Автор книги: Юрий Григорьев
Жанр: История, Наука и Образование
сообщить о неприемлемом содержимом
Текущая страница: 5 (всего у книги 22 страниц)
Зачем выходил Юровский?
Юровский в своих воспоминаниях не говорит о том, что после расстановки обреченных он выходил из комнаты. В ранней редакции его «Записки» эта часть действия изложена так: «Когда все встали, позвали команду. Когда вошла команда, ком. сказал Р-вым…»
Кто позвал команду – Юровский не говорит. Было это сделано голосом или кого-то посылали за ними – тоже неясно. Но, судя по всему, за «расстрельщиками» ходил сам Юровский. Этот вывод следует из второй, более поздней редакции его же воспоминаний: «Николай остался стоять против Алексея. Одновременно я распорядился, чтобы спустились люди и велел, чтобы все были готовы, и что каждый, когда будет подана команда, был на своем месте».
Новый штрих: Юровский распорядился, чтобы люди спустились, а также о том, чтобы все были готовы и ждали, когда будет подана команда…
Я не могу представить, чтобы Юровский отдавал такое распоряжение, находясь в двух шагах от обреченных, которые настороженно следили за каждым действием своих тюремщиков, ловили каждое их слово, каждый взгляд, каждый жест, чтобы понять, что же задумали их мучители. Юровский был не настолько глуп, чтобы отдавать приказы расстрельной команде прямо в комнате. В противном случае весь его план быстрого и неожиданного для семьи расстрела обязательно бы провалился.

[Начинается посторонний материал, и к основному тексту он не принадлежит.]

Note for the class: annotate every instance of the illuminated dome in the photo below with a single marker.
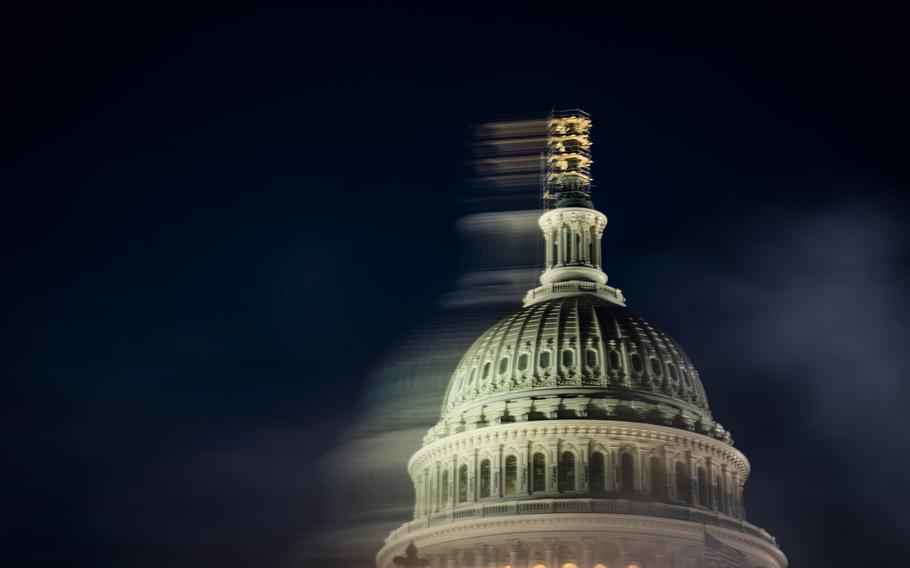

А ведь план и в самом деле рухнул! Расстрелять семью и слуг без шквального и беспорядочного огня по мечущимся в пороховом дыму фигурам, без достреливания, без докалывания штыками, без дробления голов прикладами – не получилось. Что-то помешало. Но что?
Чтобы отдать последние распоряжения, Юровский выходил из комнаты. Потребность в этих распоряжениях была вызвана тем, что расстановка обреченных произошла не так, как это себе представлял старший убийца. Юровский не мог снова потребовать от Романовых, чтобы они встали именно так, как он задумал. Поставить в один ряд не удалось по предельно простым причинам. Первое – комната была слишком мала. Второе – непредвиденное упрямство царицы. А еще: беспомощный Алексей на руках отца. И всё пошло не так. И встали Романовы не так и не там, где надо, и сели не так и не там, где предлагал им Юровский.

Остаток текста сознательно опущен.